Kübra Taşlıtepe Bıyık is a Digital Marketing and Growth Specialist at Moralabs. We asked her how studios should approach paid acquisition for a new game, where most of them go wrong before hitting their first 10,000 installs, and how she would allocate budgets of different sizes. Her answers are below, lightly edited for flow.
This is part of our ongoing interview series with gaming founders and growth leads.
Interview Highlights
- Paid is for validation, not scale, in the early days. Small budgets exist to find what works. Scaling comes after you have a clear winning concept, not before.
- UGC-style creatives often perform better in early tests. They feel more authentic, grab attention faster, and are quicker to test and iterate.
- When retention is low, look beyond marketing. The issue is often related to product experience, audience fit, or the gap between the ad promise and the actual gameplay.
Meta for early growth, TikTok for testing creative angles
In Moralabs’ experience, most early acquisition runs on Meta (Facebook and Instagram), with TikTok in the mix for creative testing.
“Meta has often been reliable for early UA, while TikTok can be useful for testing different creative angles,” Kübra says. The team enjoys the creative side and rapid testing. The part they don’t enjoy is how volatile performance can be, which means constant iteration is the default state.

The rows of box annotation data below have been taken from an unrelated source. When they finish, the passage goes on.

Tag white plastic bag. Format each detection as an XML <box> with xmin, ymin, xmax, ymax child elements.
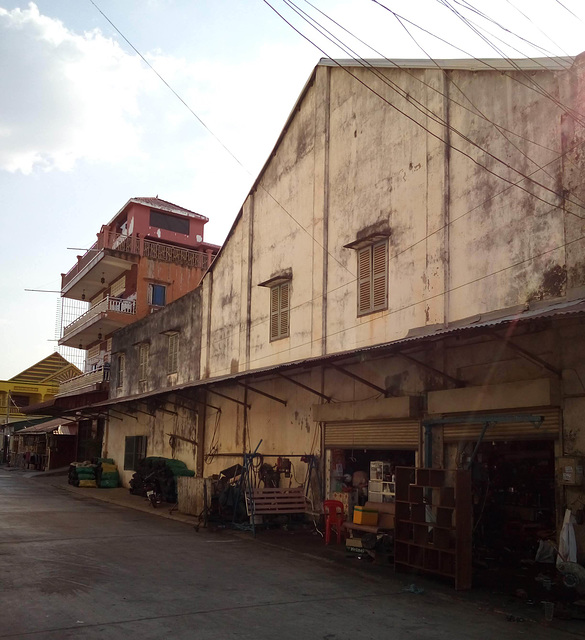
<box><xmin>557</xmin><ymin>509</ymin><xmax>577</xmax><ymax>568</ymax></box>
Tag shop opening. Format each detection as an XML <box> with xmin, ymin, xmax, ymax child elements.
<box><xmin>472</xmin><ymin>439</ymin><xmax>555</xmax><ymax>569</ymax></box>
<box><xmin>327</xmin><ymin>448</ymin><xmax>416</xmax><ymax>520</ymax></box>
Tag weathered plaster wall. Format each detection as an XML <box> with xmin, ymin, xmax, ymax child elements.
<box><xmin>107</xmin><ymin>402</ymin><xmax>198</xmax><ymax>487</ymax></box>
<box><xmin>197</xmin><ymin>60</ymin><xmax>585</xmax><ymax>376</ymax></box>
<box><xmin>110</xmin><ymin>289</ymin><xmax>202</xmax><ymax>397</ymax></box>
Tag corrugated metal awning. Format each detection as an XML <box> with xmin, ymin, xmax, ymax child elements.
<box><xmin>443</xmin><ymin>407</ymin><xmax>561</xmax><ymax>442</ymax></box>
<box><xmin>325</xmin><ymin>420</ymin><xmax>420</xmax><ymax>449</ymax></box>
<box><xmin>77</xmin><ymin>299</ymin><xmax>585</xmax><ymax>408</ymax></box>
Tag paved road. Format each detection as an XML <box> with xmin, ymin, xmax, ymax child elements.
<box><xmin>0</xmin><ymin>470</ymin><xmax>578</xmax><ymax>640</ymax></box>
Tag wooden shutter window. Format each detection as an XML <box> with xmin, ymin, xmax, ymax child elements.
<box><xmin>280</xmin><ymin>282</ymin><xmax>289</xmax><ymax>338</ymax></box>
<box><xmin>117</xmin><ymin>353</ymin><xmax>126</xmax><ymax>389</ymax></box>
<box><xmin>358</xmin><ymin>241</ymin><xmax>388</xmax><ymax>316</ymax></box>
<box><xmin>167</xmin><ymin>333</ymin><xmax>179</xmax><ymax>373</ymax></box>
<box><xmin>358</xmin><ymin>247</ymin><xmax>372</xmax><ymax>314</ymax></box>
<box><xmin>372</xmin><ymin>242</ymin><xmax>388</xmax><ymax>311</ymax></box>
<box><xmin>138</xmin><ymin>344</ymin><xmax>148</xmax><ymax>381</ymax></box>
<box><xmin>270</xmin><ymin>282</ymin><xmax>290</xmax><ymax>340</ymax></box>
<box><xmin>270</xmin><ymin>287</ymin><xmax>280</xmax><ymax>340</ymax></box>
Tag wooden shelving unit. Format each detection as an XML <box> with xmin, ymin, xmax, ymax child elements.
<box><xmin>394</xmin><ymin>467</ymin><xmax>473</xmax><ymax>589</ymax></box>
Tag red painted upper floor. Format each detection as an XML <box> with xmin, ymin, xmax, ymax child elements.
<box><xmin>61</xmin><ymin>198</ymin><xmax>219</xmax><ymax>300</ymax></box>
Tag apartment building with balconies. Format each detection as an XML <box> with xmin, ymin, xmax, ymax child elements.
<box><xmin>58</xmin><ymin>197</ymin><xmax>219</xmax><ymax>396</ymax></box>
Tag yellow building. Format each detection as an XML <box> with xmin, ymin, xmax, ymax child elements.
<box><xmin>0</xmin><ymin>352</ymin><xmax>81</xmax><ymax>435</ymax></box>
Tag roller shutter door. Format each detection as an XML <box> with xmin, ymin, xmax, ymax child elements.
<box><xmin>443</xmin><ymin>407</ymin><xmax>561</xmax><ymax>442</ymax></box>
<box><xmin>325</xmin><ymin>420</ymin><xmax>420</xmax><ymax>449</ymax></box>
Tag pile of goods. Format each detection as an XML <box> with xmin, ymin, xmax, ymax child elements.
<box><xmin>96</xmin><ymin>458</ymin><xmax>120</xmax><ymax>489</ymax></box>
<box><xmin>130</xmin><ymin>456</ymin><xmax>195</xmax><ymax>504</ymax></box>
<box><xmin>69</xmin><ymin>458</ymin><xmax>120</xmax><ymax>489</ymax></box>
<box><xmin>69</xmin><ymin>461</ymin><xmax>97</xmax><ymax>488</ymax></box>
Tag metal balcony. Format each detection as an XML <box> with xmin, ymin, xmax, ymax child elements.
<box><xmin>59</xmin><ymin>296</ymin><xmax>136</xmax><ymax>349</ymax></box>
<box><xmin>55</xmin><ymin>367</ymin><xmax>110</xmax><ymax>398</ymax></box>
<box><xmin>61</xmin><ymin>231</ymin><xmax>212</xmax><ymax>300</ymax></box>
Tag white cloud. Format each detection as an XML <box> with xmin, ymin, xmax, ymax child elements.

Use paid early, but use it for validation
Kübra’s core position on early paid spending is direct. Start before you think you’re ready, but be clear about why you’re spending. “We strongly recommend using paid channels early for validation, not just scale. Start small, test creatives fast, and focus on learning what works before increasing budgets.”
The mistake she sees most often with first paid campaigns runs in the opposite direction: studios scaling too early without validating creatives and core metrics, increasing budgets before they have a clear winning concept.
Focus on the core, skip the polish
For studios chasing their first 10,000 installs, her focus list is short. Strong core gameplay and clear ad creatives that show it quickly. Test fast and iterate based on data. Avoid scaling too early and over-polishing before validating what actually works.
Two patterns show up repeatedly between launch and the 10K mark. Studios test too few creatives and lean on a handful of ideas, then ignore early data and continue with underperforming concepts for too long.
UGC-style creatives often win in early tests
On the creative side, Kübra leans toward authenticity over polish. “UGC-style creatives often perform better in early tests. They feel more authentic, grab attention faster, and are quicker to test and iterate.”
A specific experiment at Moralabs reinforced the point. The team tested multiple simple creative variations, focusing especially on changing the first few seconds and the core hook. “We learned that small changes in framing can significantly impact performance, so fast iteration matters more than production quality.” This is also why trusting the data over the prototype matters so much in early UA.
Three budgets, three different playbooks
Kübra’s framework for how the approach should change with monthly spend:
- $2K per month: Focus on testing creatives and validating core metrics.
- $10K per month: Double down on winning creatives and start controlled scaling.
- $50K+ per month: Systemize creative production, scale proven winners more confidently, and optimize for ROAS.
The shift across these tiers is from learning what works to compounding what already does.
When retention is low, look beyond marketing
One issue Kübra sees studios misattributing to paid is low retention and engagement. “If users don’t stick, the issue is often related to product experience, audience fit, or the gap between the ad promise and the actual gameplay.”
Paid can deliver the install, but it can’t close that gap on its own.
The metrics shift after 10K installs
Different stages call for different signals. Before the first 10,000 installs, Kübra watches CTR, CPI, and early retention to validate the concept. After 10K, the focus moves to ROAS, LTV, and scaling efficiency. The early-stage metrics answer one question: does this game work? The later ones answer a different question: how big can this get?